The various config/state objects are not statically known. They remain unknown until runtime. You need unsafePerformIO here in order to be able to refer to these config/state objects from within instance declarations. For example, instance Database needs to be able to refer to mainPool :: ConnectionPool in order to implement sendStatement :: SqlStatement -> [SqlValue] -> IO DatabaseResult.

mainPool :: ConnectionPool
mainPool = unsafePerformIO $ ...

instance Database where
  sendStatement :: SqlStatement -> [SqlValue] -> IO DatabaseResult
  sendStatement qry args = libfooWithConnPool mainPool (prepare qry args)

But, you interject, sendStatement returns an IO _! Can't we refactor to mainPool :: IO ConnectionPool by omitting unsafePerformIO, and then bind the Connection in the definition of sendStatement?

mainPool :: IO ConnectionPool
mainPool = ...

instance Database where
  sendStatement :: SqlStatement -> [SqlValue] -> IO DatabaseResult
  sendStatement qry args = mainPool >>= \pool -> libfooWithConnPool pool (prepare qry args)

Yes, you can do that, here's the subtle thing.
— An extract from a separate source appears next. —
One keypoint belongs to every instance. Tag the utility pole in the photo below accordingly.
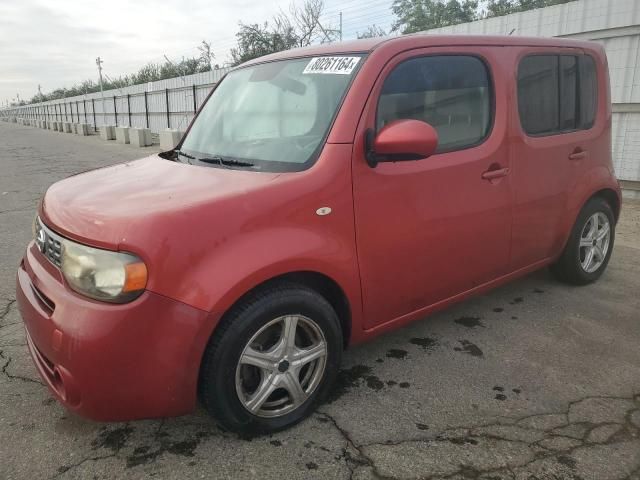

Look closely at the new signature for mainPool. We have mainPool :: IO ConnectionPool. A lot of people would interpret that as "an effectful connection pool," or put another way, "a connection pool that does some I/O when you use it." But that's not what IO ConnectionPool means. mainPool can't "[do] I/O when you use it." Nothing in Haskell can "[do] I/O when you use it." The type IO ConnectionPool doesn't mean mainPool is "an effectful connection pool." (What does "effectful" even mean, anyway?) The type IO ConnectionPool means that mainPool is a program that, when executed, will return a connection pool on a successful exit.
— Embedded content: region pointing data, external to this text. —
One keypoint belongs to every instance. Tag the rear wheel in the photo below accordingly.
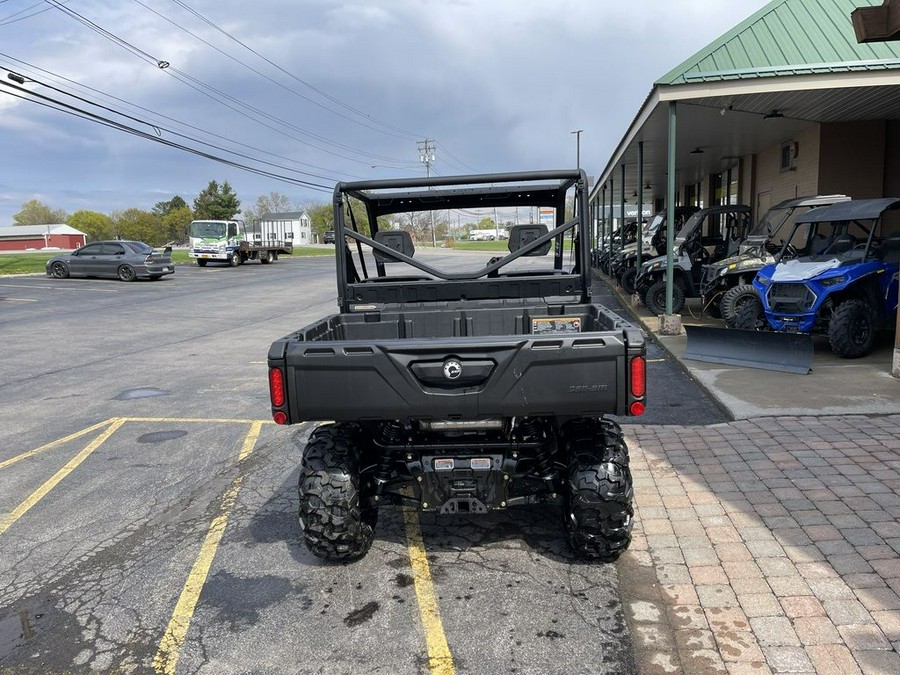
(851, 331)
(598, 513)
(58, 270)
(655, 299)
(126, 273)
(734, 299)
(626, 281)
(336, 522)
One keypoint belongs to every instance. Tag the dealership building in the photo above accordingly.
(788, 103)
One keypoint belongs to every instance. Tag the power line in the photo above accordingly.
(322, 93)
(61, 106)
(220, 96)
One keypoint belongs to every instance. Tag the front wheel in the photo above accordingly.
(655, 299)
(597, 508)
(734, 299)
(851, 331)
(58, 270)
(336, 522)
(751, 317)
So what, isn't that just philosophy? No, not at all. The understanding of this meaning has profound implications for the meaning of our overall program. In particular, consider your refactor.

mainPool yields a connection pool, presumably by connecting. mainPool is a program that, when executed, will create a database connection pool. From this, we see that the refactored sendStatement means "a program that, when executed, will create a database connection pool, use that pool to send a statement, and then return the response from the database." It will create a new connection pool every time it's run.

If we want to be able to use a single connection pool and not reconnect every place sendStatement is used, we need access to an actual ConnectionPool. Having access to an IO ConnectionPool is not enough.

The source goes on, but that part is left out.